Jamie McMutrie, left, and her sister Ali McMutrie hold their new brother, Fredo, 4, of Haiti, after ceremonies announcing a new scholarship in their honor were held at Avonworth High School.
By Rachael Conway Pittsburgh Post-Gazette
When Jamie and Ali McMutrie returned to their alma mater last week for a student assembly held in their honor, they found Avonworth High School pretty much the way they remembered it.
The lives of the two sisters from Ben Avon, however, couldn't be more different than it was the last time they wandered the school's halls.
The sisters agreed they had no idea, back in the day, that they would dedicate their lives to orphans in Haiti, live through an earthquake and become international heroes by refusing to flee that devastated country without the children they were helping to care for.
It is because of the McMutries' efforts to save the children at the damaged BRESMA orphanage after the Jan. 12 earthquake that Avonworth officials announced during the assembly last Thursday that the district and community have established the Jamie and Ali McMutrie Spirit of Giving Award.
Starting in June, an annual monetary award will be given to an Avonworth senior who displays exemplary humanitarianism and selflessness, high school principal Ken Lockette told the crowd of about 650 students.
Superintendent Valerie McDonald told the students the difference the McMutrie sisters have made in the lives of needy children demonstrates the importance of taking what you learn and hear growing up and applying it to the world.
"What they've done is well beyond anything we can teach in any classroom or on any sports field," she said.
Student council President Lauren Harpst, 18, said she hoped students take notice of what the McMutrie sisters have done.
"It's an honor that somebody from such a small school district as Avonworth has gone out and done something so great," she said. "I think it should give students a sense that there is a whole world out there."

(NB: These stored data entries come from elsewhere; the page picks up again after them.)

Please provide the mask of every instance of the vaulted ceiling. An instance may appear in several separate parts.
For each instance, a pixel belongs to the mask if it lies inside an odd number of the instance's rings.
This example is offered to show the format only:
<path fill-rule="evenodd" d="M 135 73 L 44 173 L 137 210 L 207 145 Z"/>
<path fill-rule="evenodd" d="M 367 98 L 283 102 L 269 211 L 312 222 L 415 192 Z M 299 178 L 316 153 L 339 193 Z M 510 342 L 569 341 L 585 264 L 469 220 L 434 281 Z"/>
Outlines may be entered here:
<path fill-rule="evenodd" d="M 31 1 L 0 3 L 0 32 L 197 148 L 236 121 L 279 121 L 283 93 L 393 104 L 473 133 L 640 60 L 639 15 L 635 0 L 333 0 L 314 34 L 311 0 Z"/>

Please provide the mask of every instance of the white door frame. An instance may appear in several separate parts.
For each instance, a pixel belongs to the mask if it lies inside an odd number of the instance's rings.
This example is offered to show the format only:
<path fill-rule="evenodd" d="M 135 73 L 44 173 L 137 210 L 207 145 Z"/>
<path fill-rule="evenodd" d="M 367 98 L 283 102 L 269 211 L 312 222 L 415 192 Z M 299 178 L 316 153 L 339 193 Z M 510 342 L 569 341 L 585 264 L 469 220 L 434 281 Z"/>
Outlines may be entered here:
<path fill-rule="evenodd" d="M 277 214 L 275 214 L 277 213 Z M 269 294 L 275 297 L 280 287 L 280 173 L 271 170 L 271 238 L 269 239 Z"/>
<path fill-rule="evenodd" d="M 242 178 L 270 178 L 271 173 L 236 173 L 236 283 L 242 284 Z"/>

Jamie graduated from Avonworth High School in 1998, and Ali did so in 2006. They had been living in Haiti caring for orphans when a Jan. 12 earthquake destroyed Haiti's capital, Port-au-Prince.
The orphanage where they worked was damaged, and the sisters and children were forced to live in an outside courtyard.
Desperate text messages got through to family and friends in the United States, and within a day of the earthquake, state officials and Gov. Ed Rendell were working to get the sisters and their young charges out of Haiti.
In the end, the sisters brought 54 BRESMA orphans to Pittsburgh. A majority of the children were in the process of being adopted. About a dozen others remain at Holy Family Institute in Emsworth.
During the assembly, Jack Connors, a former Avonworth school board member who spearheaded the effort to create the award in the sisters' names, told Jamie and Ali they are an inspiration.
"The two of you have had an impact far beyond Avonworth, and we rejoice that you are our neighbors and graduates of our school," he said. "Thank you for awakening our hearts and, even more, for stirring our souls."
Mr. Connors said he hoped to launch the scholarship with a $10,000 fund, now being garnered, but the amount of the annual award has not been determined. Plans are to begin awarding the scholarship in June.
Both sisters said they will return to Haiti. They have established a nonprofit agency, Haitian Orphan Rescue, and their goal is to build a new facility in Haiti for orphans.
There is another thing they want to do that they weren't able to while volunteering at BRESMA, which was run by someone else.
"We also want to help families stay together," Jamie McMutrie said.